La fréquence et les causes de la surdité en Afrique

Environ 2/3 des personnes déficientes auditives proviennent des pays en voie de développement. Dans beaucoup de pays africains, la sensibilisation au problème de la déficience auditive est peu répandue et le manque de ressources ne permet pas de réaliser des programmes de dépistage suffisants alors que l'incidence de la déficience auditive dans ces populations est élevée.

Bien qu'il soit difficile d'obtenir une vue d'ensemble de la prévalence et des causes de la déficience auditive en Afrique, plusieurs études peuvent servir d'indicateurs et apporter une certaine représentation de la situation actuelle.
Il a été démontré que la déficience auditive est commune parmi les enfants en Afrique. Dans beaucoup de pays au sud du Sahara, le taux de prévalence de la surdité sévère ou profonde est plus élevé que dans tout autre pays en voie de développement. L'estimation du nombre d'enfants de 5 à 14 ans atteints de déficience auditive est de 1,2 millions. Dans certains pays, le taux de surdité peut s'élever jusqu'à plus de 10% des enfants.

Ce continent possède une population jeune sujette à des maladies pouvant entraîner des pertes auditives (rougeole, otite moyenne, infections bactériologiques, etc.). Ces maladies se propagent facilement et ne peuvent pas toujours être soignées. La déficience auditive due à une cause génétique peut également jouer un rôle important. (fréquence des mariages consanguins). Dans certains pays, plus de 75% des surdités sont secondaires (acquises en bas-âge suite à une méningite dans plus de 55% des cas); moins de 10% des enfants sont nés de parents sourds.

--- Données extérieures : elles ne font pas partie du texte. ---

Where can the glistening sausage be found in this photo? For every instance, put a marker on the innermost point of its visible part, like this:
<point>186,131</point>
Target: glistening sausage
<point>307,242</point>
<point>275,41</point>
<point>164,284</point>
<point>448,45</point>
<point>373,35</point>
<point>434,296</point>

La prise en charge des enfants sourds africains

Comme en France, il n'y a pas, en Afrique, un enfant sourd mais des enfants avec des surdités de toutes sortes, des potentialités et des besoins particuliers, des milieux familiaux différents et des écoles aux projets et aux ressources variées. Pourtant, dans la plupart des écoles pour enfants sourds des pays africains sub-sahariens, la situation est la suivante:

La grande majorité des écoles a été fondée par des spécialistes de l'éducation des enfants sourds, formés parfois en Europe, parfois sur place par diverses associations. Ces pionniers ont souvent dû former eux-mêmes sur le terrain leurs assistants; ils sont très demandeurs pour réactualiser leur formation continue pour eux-mêmes et pour pouvoir proposer à leurs jeunes collègues de réelles formations initiales et continues. Pourtant, les salaires que les écoles peuvent leur verser sont rarement à la hauteur de leur engagement, de leur bonne volonté et de la créativité dont ils doivent faire preuve pour pallier le manque de formation et de matériel.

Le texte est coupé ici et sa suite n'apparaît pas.